New York December 9 2021: US polyvinyl chloride exports in the first 10 months of 2021 dropped 23.7% from a year ago, according to data the US International Trade Commission released Dec. 8.
The US shipped out 1.6 million mt of PVC from January through October, down from 2.1 million mt in the same span of 2020, the data showed.
PVC is a construction staple used to make pipes, window frames, vinyl siding, and other products.
US PVC exports declined in 2021 amid strong domestic demand and supply kept tight largely because of weather-related shutdowns, in addition to turnarounds and operational issues. That pull in domestic demand has dominated lower overall PVC availability, reducing typical outflows.
Canada remained the top export market for US PVC, having received 470,689 mt in the 10 months of 2021, up nearly 26% from 374,004 mt in the year-ago period.
However, outflows to China fell sharply to 19,737 mt in the 10 months of 2021 compared with 221,860 mt in the same span of 2020. Market sources attribute that plunge to arbitrage being largely closed to Asia throughout 2021. Asian prices have trended lower than those in the US throughout the year because of record-high freight rates out of the region.
Mexico was the second-largest destination for US PVC exports in the January-October period of 2021, having received 228.928 mt, or 14% of all outflows.
Egypt imposes antidumping duties on US PVC
Egypt was the third-largest export market, having received 86,393 mt, or 5.3%, of the total, the ITC data showed.
In 2020, Egypt was the fourth-largest export market for US PVC. The US shipped 184,445 mt to Egypt in 2020, or 7.5% of 2.45 million mt exported that year, ITC data also showed.
Egypt’s Ministry of Trade and Industry announced Dec. 6 that new antidumping duties of 9% of the CIF value — which includes costs, insurance, and freight — of US-origin PVC imports would be imposed, according to a ministry announcement.

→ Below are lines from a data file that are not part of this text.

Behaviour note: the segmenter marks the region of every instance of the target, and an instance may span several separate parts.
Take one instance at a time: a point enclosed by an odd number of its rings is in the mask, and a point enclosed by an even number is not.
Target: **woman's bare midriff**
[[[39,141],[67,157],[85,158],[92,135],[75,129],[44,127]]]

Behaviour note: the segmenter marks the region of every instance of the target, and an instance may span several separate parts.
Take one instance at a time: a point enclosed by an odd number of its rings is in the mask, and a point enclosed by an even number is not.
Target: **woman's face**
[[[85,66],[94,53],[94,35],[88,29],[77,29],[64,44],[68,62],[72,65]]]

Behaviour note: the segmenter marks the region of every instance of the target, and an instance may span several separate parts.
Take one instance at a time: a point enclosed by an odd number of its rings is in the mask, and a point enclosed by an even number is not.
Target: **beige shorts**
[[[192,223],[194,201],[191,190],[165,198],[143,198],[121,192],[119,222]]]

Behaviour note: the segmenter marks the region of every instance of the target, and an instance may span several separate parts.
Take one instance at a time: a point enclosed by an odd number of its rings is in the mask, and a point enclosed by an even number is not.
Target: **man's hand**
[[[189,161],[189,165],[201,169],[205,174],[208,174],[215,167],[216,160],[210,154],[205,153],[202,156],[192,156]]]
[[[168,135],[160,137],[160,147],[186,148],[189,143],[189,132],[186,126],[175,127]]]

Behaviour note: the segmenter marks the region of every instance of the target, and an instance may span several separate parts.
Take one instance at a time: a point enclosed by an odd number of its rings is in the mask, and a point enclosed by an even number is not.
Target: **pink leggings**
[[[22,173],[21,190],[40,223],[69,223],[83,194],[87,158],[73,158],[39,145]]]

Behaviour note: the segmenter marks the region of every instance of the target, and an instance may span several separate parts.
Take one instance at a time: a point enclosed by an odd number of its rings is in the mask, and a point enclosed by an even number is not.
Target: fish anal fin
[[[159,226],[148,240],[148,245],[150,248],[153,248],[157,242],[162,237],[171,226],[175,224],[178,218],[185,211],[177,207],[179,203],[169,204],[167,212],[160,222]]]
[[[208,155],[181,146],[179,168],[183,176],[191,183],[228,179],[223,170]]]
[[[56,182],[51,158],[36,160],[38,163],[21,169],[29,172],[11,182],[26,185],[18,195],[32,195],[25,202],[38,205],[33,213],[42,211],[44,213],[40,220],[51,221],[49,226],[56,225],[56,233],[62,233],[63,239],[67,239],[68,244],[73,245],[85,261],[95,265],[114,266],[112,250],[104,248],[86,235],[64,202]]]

The announcement said the duties would be imposed for five years.
Ibrahim al-Seginy, assistant minister for economic affairs and head of the ministry’s Trade Remedies Sector, said in a statement that the move came upon receipt of recommendations from an advisory committee that had investigated Egyptian manufacturers’ claims that US PVC imports hurt the domestic industry.
“I’m just thinking the Egyptian government is killing the goose that lay the golden egg,” a US market source said.
US PVC export prices rose 42% from $1,450/mt FAS Houston in December 2020, when Egypt’s antidumping duty investigation began, to $2,065/mt FAS in November 2021. US PVC export supply availability has been tight since August 2020, when the first of two hurricanes hit Louisiana within six weeks of each other, exacerbated by widespread shutdowns amid a deep freeze that hit the US Gulf Coast in mid-February 2021 and Hurricane Ida’s Aug. 29 landfall in Louisiana.
But prices have retreated from that record high. US export PVC was last assessed at $2,005/mt FAS Dec. 1, down nearly 3% from the previous week.
Export PVC prices in other regions show similar surges and recent declines. The FOB NWE PVC price ended 2020 at $1,340/mt and surged 49% to $2,000/mt by Nov. 24, S&P Global Platts data show. The CFR Turkey marker was assessed at $1,450/mt in December 2020 and jumped more than 43% to $2,080/mt by Nov. 24. They were last assessed Dec. 1 at $1,960/mt and $2,040/mt, respectively, down 2% from Nov. 24 levels.
Asian PVC prices ended 2020 at $1,160/mt CFR China, $1,210/mt CFR Southeast Asia and $1,440/mt CFR India. They were assessed Oct. 20 at $1,750/mt, $1,800/mt, and $1,900/mt, respectively, after China imposed energy consumption limits that spurred supply concerns because of rate cuts and some shutdowns.
Those concerns have since eased, however, and prices were last assessed Dec. 8 at $1,410/mt CFR China, down 19% from Oct. 20; $1,455/mt CFR Southeast Asia, down 19% from Oct. 20; and $1,610/mt CFR India, down 15% from Oct. 20, Platts data showed.
While Asian prices notably lag those in other regions, record-high freight rates have limited flows to other regions, market sources said.
US market sources expect PVC supply to remain tight through the first quarter of 2022 amid upcoming turnarounds. Producers also have not fully restocked inventories because both domestic and export demand has remained strong throughout 2021 amid weather- and operations-related production interruptions, sources said.